SEMARANG — Link yang diklaim berisi video seorang perempuan bernama Cut Salwa ramai diburu warganet di berbagai platform media sosial, termasuk TikTok dan X, sejak awal Juni 2026. Banyak pengguna dari Jawa Tengah yang turut mencari dan saling mengirimkan tautan tersebut melalui pesan pribadi maupun grup WhatsApp.
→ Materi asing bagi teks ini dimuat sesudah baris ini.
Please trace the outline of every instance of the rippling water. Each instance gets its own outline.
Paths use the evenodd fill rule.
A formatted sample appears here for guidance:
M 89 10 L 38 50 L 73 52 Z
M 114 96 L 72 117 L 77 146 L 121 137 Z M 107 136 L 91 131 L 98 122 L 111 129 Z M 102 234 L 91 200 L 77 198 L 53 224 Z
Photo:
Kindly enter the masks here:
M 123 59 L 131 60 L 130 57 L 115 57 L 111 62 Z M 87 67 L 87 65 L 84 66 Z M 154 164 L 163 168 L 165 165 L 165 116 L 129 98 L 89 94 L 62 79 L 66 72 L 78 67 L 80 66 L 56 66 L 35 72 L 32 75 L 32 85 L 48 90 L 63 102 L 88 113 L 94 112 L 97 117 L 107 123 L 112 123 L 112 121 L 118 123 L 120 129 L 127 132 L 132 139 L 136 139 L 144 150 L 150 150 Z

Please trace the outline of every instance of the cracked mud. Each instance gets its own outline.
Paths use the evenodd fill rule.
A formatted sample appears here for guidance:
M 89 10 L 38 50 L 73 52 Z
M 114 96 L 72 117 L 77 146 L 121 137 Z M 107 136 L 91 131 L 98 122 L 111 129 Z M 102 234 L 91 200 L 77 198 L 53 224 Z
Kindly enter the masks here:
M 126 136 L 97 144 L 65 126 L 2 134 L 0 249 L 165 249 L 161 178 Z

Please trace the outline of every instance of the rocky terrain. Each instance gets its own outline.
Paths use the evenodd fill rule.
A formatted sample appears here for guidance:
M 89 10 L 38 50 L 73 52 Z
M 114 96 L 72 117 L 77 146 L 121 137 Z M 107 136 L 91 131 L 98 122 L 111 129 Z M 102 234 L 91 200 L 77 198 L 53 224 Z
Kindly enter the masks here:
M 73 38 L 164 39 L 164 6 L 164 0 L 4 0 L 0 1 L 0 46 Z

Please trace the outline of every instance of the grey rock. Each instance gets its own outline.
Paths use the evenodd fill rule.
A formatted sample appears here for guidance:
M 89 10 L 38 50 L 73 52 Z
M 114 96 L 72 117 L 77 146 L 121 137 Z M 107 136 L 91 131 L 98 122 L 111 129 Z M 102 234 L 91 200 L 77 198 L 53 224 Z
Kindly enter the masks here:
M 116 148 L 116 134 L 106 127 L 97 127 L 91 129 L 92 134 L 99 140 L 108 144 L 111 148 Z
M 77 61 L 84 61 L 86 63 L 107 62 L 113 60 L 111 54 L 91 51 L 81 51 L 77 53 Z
Hasil penelusuran sementara menunjukkan bahwa tautan yang beredar tidak mengarah ke konten video seperti yang dijanjikan. Alih-alih menampilkan tayangan, pengguna yang mengklik link tersebut justru diarahkan ke halaman palsu yang meminta data pribadi atau mengunduh aplikasi berbahaya secara otomatis.
“Modus seperti ini sudah sering terjadi. Pelaku memanfaatkan rasa penasaran korban dengan judul sensasional. Setelah diklik, bisa mencuri data atau menyebar ke kontak lain,” ujar seorang analis keamanan siber yang enggan disebutkan namanya.
Pihak kepolisian daerah Jawa Tengah melalui akun media sosial resmi mereka telah mengeluarkan imbauan agar masyarakat tidak mengklik tautan tersebut. Penyebaran link semacam ini dinilai dapat merugikan banyak pihak, terutama pengguna yang kurang paham soal keamanan digital.
“Kami minta warga untuk tidak mudah tergoda dengan judul-judul viral. Jika sudah terlanjur menerima, segera hapus dan jangan diteruskan ke kontak lain,” tulis akun resmi Polrestabes Semarang dalam unggahan terbarunya.
Bagi warga yang sudah terlanjur mengeklik tautan tersebut, disarankan untuk segera memindai perangkat dengan aplikasi antivirus. Jika mendapati aktivitas mencurigakan seperti munculnya iklan pop-up terus-menerus atau berkurangnya kuota data secara drastis, segera ganti kata sandi akun-akun penting.
Langkah lain yang bisa dilakukan adalah melaporkan tautan tersebut ke platform media sosial atau ke patroli siber Polri. Semakin cepat dilaporkan, semakin kecil kemungkinan modus ini menyebar lebih luas ke masyarakat.
Hingga berita ini diturunkan, belum ada pernyataan resmi dari pihak Cut Salwa maupun keluarga terkait viralnya nama tersebut. Masyarakat diimbau tetap tenang dan tidak menyebarkan informasi yang belum pasti kebenarannya.